The Equal Rights Amendment (ERA) took a small step toward becoming the 28th Amendment to the U.S. Constitution on Wednesday, as the House Judiciary Committee Democrats advanced a bill that would eliminate a controversial ratification deadline that elapsed over three decades ago.
Introduced by Judiciary Committee Chairman Jerry Nadler (D-NY), the bill (H.J.Res. 79), was passed on a party-line vote of 21-11 with Democrats in favor and Republicans opposed. House Democratic leaders haven’t indicated a timeline for a floor vote on the bill, although it could occur in the next few weeks. Given that it has the support of 218 cosponsors, including 216 Democrats and two Republicans, it would likely pass when it reaches the floor.
Why did this bill come up?
When Congress passed the ERA in 1972, it gave states a seven-year time limit to ratify the amendment. Six years into that timeline, Congress extended it by a further three years to 1982. But when the 1982 deadline arrived, the ERA had only been ratified by 35 states ― three states short of the three-fourths required to ratify an amendment.

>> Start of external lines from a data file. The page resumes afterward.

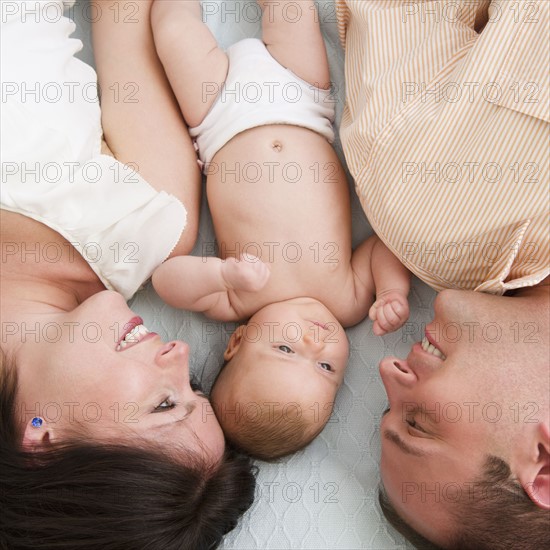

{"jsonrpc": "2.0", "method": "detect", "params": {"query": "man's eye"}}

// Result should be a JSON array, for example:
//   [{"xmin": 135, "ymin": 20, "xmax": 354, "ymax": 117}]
[
  {"xmin": 154, "ymin": 398, "xmax": 176, "ymax": 412},
  {"xmin": 278, "ymin": 345, "xmax": 293, "ymax": 353},
  {"xmin": 319, "ymin": 362, "xmax": 333, "ymax": 372},
  {"xmin": 406, "ymin": 418, "xmax": 425, "ymax": 433}
]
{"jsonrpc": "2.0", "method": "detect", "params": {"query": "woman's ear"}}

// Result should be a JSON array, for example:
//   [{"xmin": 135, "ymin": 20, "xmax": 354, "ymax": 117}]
[
  {"xmin": 223, "ymin": 325, "xmax": 246, "ymax": 361},
  {"xmin": 519, "ymin": 422, "xmax": 550, "ymax": 510},
  {"xmin": 22, "ymin": 417, "xmax": 55, "ymax": 452}
]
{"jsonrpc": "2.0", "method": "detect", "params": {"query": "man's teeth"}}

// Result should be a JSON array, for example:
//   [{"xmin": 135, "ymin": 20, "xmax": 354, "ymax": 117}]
[
  {"xmin": 117, "ymin": 324, "xmax": 150, "ymax": 350},
  {"xmin": 421, "ymin": 337, "xmax": 446, "ymax": 359}
]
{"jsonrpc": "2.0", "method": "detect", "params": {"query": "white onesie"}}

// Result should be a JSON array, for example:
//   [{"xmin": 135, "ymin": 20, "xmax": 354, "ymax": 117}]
[{"xmin": 190, "ymin": 38, "xmax": 336, "ymax": 167}]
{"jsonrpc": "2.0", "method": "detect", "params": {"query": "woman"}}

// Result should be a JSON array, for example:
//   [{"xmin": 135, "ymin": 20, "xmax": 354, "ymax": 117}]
[{"xmin": 0, "ymin": 1, "xmax": 255, "ymax": 548}]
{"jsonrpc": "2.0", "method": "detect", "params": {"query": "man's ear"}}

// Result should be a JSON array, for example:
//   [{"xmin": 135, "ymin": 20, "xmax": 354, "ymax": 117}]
[
  {"xmin": 223, "ymin": 325, "xmax": 246, "ymax": 361},
  {"xmin": 519, "ymin": 422, "xmax": 550, "ymax": 510},
  {"xmin": 22, "ymin": 418, "xmax": 56, "ymax": 452}
]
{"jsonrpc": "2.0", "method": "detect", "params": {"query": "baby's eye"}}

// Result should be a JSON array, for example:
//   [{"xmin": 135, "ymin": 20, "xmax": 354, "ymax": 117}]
[
  {"xmin": 278, "ymin": 345, "xmax": 293, "ymax": 353},
  {"xmin": 319, "ymin": 362, "xmax": 333, "ymax": 372},
  {"xmin": 154, "ymin": 398, "xmax": 176, "ymax": 413}
]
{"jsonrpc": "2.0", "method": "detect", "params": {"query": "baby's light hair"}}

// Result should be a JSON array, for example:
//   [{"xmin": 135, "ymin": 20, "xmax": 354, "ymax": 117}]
[
  {"xmin": 211, "ymin": 360, "xmax": 331, "ymax": 461},
  {"xmin": 219, "ymin": 404, "xmax": 325, "ymax": 462}
]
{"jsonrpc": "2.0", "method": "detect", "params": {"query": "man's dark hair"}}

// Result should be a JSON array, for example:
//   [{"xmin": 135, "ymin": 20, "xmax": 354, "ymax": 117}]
[
  {"xmin": 379, "ymin": 455, "xmax": 549, "ymax": 550},
  {"xmin": 0, "ymin": 354, "xmax": 257, "ymax": 550}
]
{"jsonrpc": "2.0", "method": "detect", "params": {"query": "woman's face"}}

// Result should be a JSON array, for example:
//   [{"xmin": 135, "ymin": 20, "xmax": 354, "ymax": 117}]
[{"xmin": 15, "ymin": 291, "xmax": 225, "ymax": 463}]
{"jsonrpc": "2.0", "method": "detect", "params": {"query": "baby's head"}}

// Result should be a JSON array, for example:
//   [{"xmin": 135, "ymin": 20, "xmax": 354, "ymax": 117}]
[{"xmin": 211, "ymin": 297, "xmax": 349, "ymax": 461}]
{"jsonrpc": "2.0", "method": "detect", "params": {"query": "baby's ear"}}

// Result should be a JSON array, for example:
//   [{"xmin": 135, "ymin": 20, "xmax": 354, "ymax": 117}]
[{"xmin": 223, "ymin": 325, "xmax": 247, "ymax": 361}]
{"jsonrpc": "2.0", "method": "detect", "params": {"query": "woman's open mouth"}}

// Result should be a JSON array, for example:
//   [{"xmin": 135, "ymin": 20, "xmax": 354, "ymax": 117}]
[{"xmin": 116, "ymin": 317, "xmax": 155, "ymax": 351}]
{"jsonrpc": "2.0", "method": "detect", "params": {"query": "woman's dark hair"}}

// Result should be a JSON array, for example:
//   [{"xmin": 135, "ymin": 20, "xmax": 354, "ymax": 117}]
[
  {"xmin": 0, "ymin": 353, "xmax": 257, "ymax": 550},
  {"xmin": 379, "ymin": 455, "xmax": 549, "ymax": 550}
]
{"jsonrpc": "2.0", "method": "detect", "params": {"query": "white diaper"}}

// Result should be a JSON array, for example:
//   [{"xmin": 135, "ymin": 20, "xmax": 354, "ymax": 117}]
[
  {"xmin": 0, "ymin": 0, "xmax": 187, "ymax": 300},
  {"xmin": 190, "ymin": 38, "xmax": 335, "ymax": 167}
]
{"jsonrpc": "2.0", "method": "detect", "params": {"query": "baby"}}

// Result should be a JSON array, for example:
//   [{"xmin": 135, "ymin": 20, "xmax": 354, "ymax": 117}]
[{"xmin": 151, "ymin": 0, "xmax": 410, "ymax": 460}]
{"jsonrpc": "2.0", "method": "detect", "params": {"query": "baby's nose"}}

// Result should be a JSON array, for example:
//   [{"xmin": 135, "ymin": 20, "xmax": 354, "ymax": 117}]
[{"xmin": 302, "ymin": 331, "xmax": 325, "ymax": 347}]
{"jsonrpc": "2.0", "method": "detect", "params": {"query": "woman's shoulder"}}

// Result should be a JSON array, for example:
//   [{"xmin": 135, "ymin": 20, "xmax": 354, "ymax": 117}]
[{"xmin": 1, "ymin": 209, "xmax": 102, "ymax": 292}]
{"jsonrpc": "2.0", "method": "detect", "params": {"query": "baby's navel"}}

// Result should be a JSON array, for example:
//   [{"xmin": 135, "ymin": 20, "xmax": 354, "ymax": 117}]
[{"xmin": 272, "ymin": 141, "xmax": 283, "ymax": 152}]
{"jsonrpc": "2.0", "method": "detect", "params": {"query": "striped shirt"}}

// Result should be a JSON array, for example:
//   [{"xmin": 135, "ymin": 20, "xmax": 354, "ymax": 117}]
[{"xmin": 336, "ymin": 0, "xmax": 549, "ymax": 293}]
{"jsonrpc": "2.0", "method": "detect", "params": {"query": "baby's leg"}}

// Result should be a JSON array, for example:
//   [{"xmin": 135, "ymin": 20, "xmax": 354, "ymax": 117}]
[
  {"xmin": 151, "ymin": 0, "xmax": 228, "ymax": 128},
  {"xmin": 258, "ymin": 0, "xmax": 330, "ymax": 89}
]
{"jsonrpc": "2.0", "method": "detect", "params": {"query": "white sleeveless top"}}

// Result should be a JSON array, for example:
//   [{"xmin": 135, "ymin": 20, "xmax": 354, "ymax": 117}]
[{"xmin": 1, "ymin": 0, "xmax": 187, "ymax": 299}]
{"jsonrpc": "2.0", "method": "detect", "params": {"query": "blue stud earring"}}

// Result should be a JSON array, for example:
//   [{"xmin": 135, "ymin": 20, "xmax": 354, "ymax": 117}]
[{"xmin": 31, "ymin": 417, "xmax": 43, "ymax": 428}]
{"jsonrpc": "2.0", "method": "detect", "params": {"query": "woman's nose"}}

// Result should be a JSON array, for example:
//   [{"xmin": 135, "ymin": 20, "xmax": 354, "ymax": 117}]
[{"xmin": 155, "ymin": 341, "xmax": 190, "ymax": 369}]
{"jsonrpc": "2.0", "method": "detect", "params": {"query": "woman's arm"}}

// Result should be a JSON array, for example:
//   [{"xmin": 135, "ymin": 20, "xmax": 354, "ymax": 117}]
[{"xmin": 91, "ymin": 0, "xmax": 201, "ymax": 256}]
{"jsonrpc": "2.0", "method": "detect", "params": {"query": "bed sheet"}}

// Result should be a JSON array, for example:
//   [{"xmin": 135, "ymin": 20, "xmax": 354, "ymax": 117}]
[{"xmin": 72, "ymin": 1, "xmax": 433, "ymax": 547}]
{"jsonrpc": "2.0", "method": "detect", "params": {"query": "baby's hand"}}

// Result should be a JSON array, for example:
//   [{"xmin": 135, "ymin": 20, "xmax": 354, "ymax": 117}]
[
  {"xmin": 221, "ymin": 254, "xmax": 270, "ymax": 292},
  {"xmin": 369, "ymin": 290, "xmax": 409, "ymax": 336}
]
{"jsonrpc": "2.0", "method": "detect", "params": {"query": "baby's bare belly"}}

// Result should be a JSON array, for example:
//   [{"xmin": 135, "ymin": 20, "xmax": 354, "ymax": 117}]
[
  {"xmin": 209, "ymin": 125, "xmax": 335, "ymax": 192},
  {"xmin": 206, "ymin": 125, "xmax": 354, "ymax": 316},
  {"xmin": 207, "ymin": 124, "xmax": 349, "ymax": 232}
]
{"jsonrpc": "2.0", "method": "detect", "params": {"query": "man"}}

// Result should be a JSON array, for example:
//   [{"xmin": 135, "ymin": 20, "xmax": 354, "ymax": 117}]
[{"xmin": 336, "ymin": 0, "xmax": 549, "ymax": 547}]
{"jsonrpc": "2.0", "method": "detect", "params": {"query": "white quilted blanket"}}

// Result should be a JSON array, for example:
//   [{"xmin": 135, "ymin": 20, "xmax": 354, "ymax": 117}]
[{"xmin": 72, "ymin": 1, "xmax": 432, "ymax": 547}]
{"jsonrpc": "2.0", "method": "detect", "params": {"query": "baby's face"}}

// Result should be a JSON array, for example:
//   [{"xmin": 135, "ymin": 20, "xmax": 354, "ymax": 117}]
[{"xmin": 213, "ymin": 298, "xmax": 349, "ymax": 428}]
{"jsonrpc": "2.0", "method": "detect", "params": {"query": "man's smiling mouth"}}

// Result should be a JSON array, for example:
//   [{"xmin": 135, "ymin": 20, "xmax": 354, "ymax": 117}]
[{"xmin": 421, "ymin": 336, "xmax": 446, "ymax": 360}]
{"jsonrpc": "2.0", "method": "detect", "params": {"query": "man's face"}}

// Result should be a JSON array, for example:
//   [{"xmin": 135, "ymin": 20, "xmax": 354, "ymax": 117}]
[{"xmin": 378, "ymin": 289, "xmax": 549, "ymax": 545}]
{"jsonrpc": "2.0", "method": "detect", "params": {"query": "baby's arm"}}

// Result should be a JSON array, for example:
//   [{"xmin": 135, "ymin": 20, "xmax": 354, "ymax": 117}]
[
  {"xmin": 351, "ymin": 236, "xmax": 410, "ymax": 335},
  {"xmin": 368, "ymin": 239, "xmax": 411, "ymax": 336},
  {"xmin": 152, "ymin": 255, "xmax": 270, "ymax": 321}
]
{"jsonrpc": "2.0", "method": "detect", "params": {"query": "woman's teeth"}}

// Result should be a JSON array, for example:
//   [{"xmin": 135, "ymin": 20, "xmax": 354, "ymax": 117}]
[
  {"xmin": 421, "ymin": 337, "xmax": 446, "ymax": 359},
  {"xmin": 117, "ymin": 324, "xmax": 150, "ymax": 350}
]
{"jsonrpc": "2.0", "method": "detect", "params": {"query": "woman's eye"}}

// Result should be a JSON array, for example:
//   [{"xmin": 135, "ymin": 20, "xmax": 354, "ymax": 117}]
[
  {"xmin": 278, "ymin": 345, "xmax": 293, "ymax": 353},
  {"xmin": 154, "ymin": 398, "xmax": 176, "ymax": 413},
  {"xmin": 319, "ymin": 362, "xmax": 333, "ymax": 372}
]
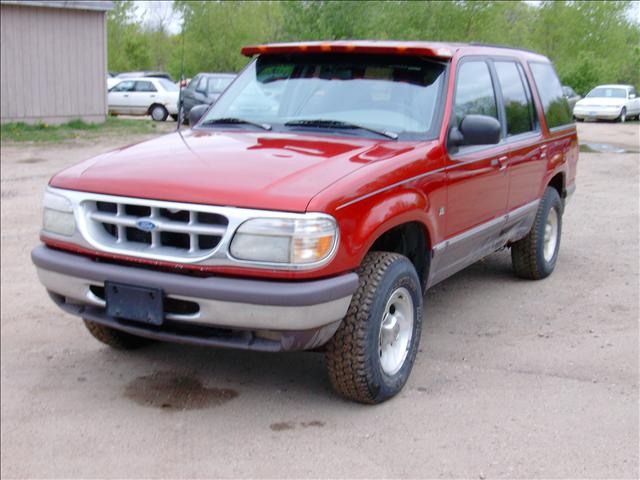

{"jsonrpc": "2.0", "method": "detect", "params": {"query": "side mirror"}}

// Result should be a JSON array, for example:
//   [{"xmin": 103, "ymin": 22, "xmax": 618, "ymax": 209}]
[
  {"xmin": 189, "ymin": 104, "xmax": 209, "ymax": 126},
  {"xmin": 449, "ymin": 114, "xmax": 501, "ymax": 147},
  {"xmin": 630, "ymin": 93, "xmax": 636, "ymax": 99}
]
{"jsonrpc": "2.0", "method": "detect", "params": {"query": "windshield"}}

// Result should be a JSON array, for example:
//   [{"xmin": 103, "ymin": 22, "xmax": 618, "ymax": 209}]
[
  {"xmin": 587, "ymin": 87, "xmax": 626, "ymax": 99},
  {"xmin": 158, "ymin": 79, "xmax": 179, "ymax": 92},
  {"xmin": 200, "ymin": 54, "xmax": 446, "ymax": 139}
]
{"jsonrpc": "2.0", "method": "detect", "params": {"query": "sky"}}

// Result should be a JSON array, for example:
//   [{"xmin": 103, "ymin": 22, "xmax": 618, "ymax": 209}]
[{"xmin": 133, "ymin": 0, "xmax": 640, "ymax": 35}]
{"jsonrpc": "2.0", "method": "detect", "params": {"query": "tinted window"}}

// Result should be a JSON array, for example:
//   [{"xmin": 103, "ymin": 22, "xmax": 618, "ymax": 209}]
[
  {"xmin": 135, "ymin": 81, "xmax": 156, "ymax": 92},
  {"xmin": 197, "ymin": 76, "xmax": 208, "ymax": 92},
  {"xmin": 111, "ymin": 80, "xmax": 135, "ymax": 92},
  {"xmin": 529, "ymin": 62, "xmax": 572, "ymax": 129},
  {"xmin": 495, "ymin": 61, "xmax": 534, "ymax": 136},
  {"xmin": 454, "ymin": 61, "xmax": 498, "ymax": 123}
]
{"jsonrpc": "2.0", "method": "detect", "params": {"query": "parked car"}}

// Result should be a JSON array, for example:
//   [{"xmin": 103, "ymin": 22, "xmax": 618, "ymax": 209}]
[
  {"xmin": 32, "ymin": 41, "xmax": 578, "ymax": 404},
  {"xmin": 562, "ymin": 85, "xmax": 581, "ymax": 109},
  {"xmin": 573, "ymin": 84, "xmax": 640, "ymax": 122},
  {"xmin": 106, "ymin": 76, "xmax": 120, "ymax": 90},
  {"xmin": 108, "ymin": 77, "xmax": 179, "ymax": 121},
  {"xmin": 117, "ymin": 71, "xmax": 175, "ymax": 83},
  {"xmin": 180, "ymin": 73, "xmax": 236, "ymax": 119}
]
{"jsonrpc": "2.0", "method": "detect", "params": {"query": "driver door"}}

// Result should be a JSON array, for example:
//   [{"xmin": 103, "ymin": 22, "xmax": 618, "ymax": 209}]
[
  {"xmin": 108, "ymin": 80, "xmax": 136, "ymax": 114},
  {"xmin": 435, "ymin": 59, "xmax": 510, "ymax": 281}
]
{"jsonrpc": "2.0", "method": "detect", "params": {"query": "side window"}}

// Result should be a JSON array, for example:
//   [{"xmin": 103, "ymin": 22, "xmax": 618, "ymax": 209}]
[
  {"xmin": 494, "ymin": 61, "xmax": 535, "ymax": 136},
  {"xmin": 135, "ymin": 81, "xmax": 157, "ymax": 92},
  {"xmin": 630, "ymin": 87, "xmax": 636, "ymax": 98},
  {"xmin": 186, "ymin": 75, "xmax": 199, "ymax": 92},
  {"xmin": 197, "ymin": 76, "xmax": 208, "ymax": 93},
  {"xmin": 454, "ymin": 61, "xmax": 498, "ymax": 124},
  {"xmin": 529, "ymin": 62, "xmax": 573, "ymax": 129},
  {"xmin": 112, "ymin": 81, "xmax": 135, "ymax": 92}
]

Once the 1982 deadline elapsed, five states (Idaho, Kentucky, Nebraska, South Dakota, and Tennessee) rescinded their ratification. The ERA’s supporters in Congress reintroduced the amendment because they believed that they would have to start from scratch with a new ratification process, which quickly stalled.
Other supporters, however, believe that to be unnecessary for a few reasons:
- Ratification time limits are a self-imposed constraint from Congress, rather than a constitutional requirement, as time limits on proposed amendments weren’t used prior to the 18th Amendment. Additionally, the ratification of the 27th Amendment in 1992 happened nearly 203 years after Congress first approved the amendment and referred it to the states.
- Efforts by states to rescind their ratification of an amendment have been rejected by courts. When several states tried to rescind the ratification of the 14th and 15th Amendments, courts upheld the initial ratifications as counting toward the Constitution’s requirement that three-fourths of the states ratify an amendment.
In 2018, the state of Illinois became the 37th state to ratify the ERA. The November 2019 elections in Virginia saw Democrats gain control of the state legislature for the upcoming 2020 session, and the incoming leaders have said they’ll take up the ERA’s ratification early next year after it failed by a single vote when it was under Republican control. If the ratification succeeds as expected, the ERA could be added to the U.S. Constitution even without the enactment of H.J.Res. 79 assuming it survives any legal challenges that arise.
What would the Equal Rights Amendment do?
The ERA is fairly straightforward and would include three provisions:
- Equality of rights couldn’t be abridged or denied by the U.S. or any state on account of sex.
- Congress would have the power to enforce the ERA by enacting appropriate legislation.
- The ERA would take effect two years after ratification.
Critics of the ERA warn that it may come with unintended consequences, such as prohibiting sex-segregated bathrooms or requiring that women participate in a future military draft if one is held.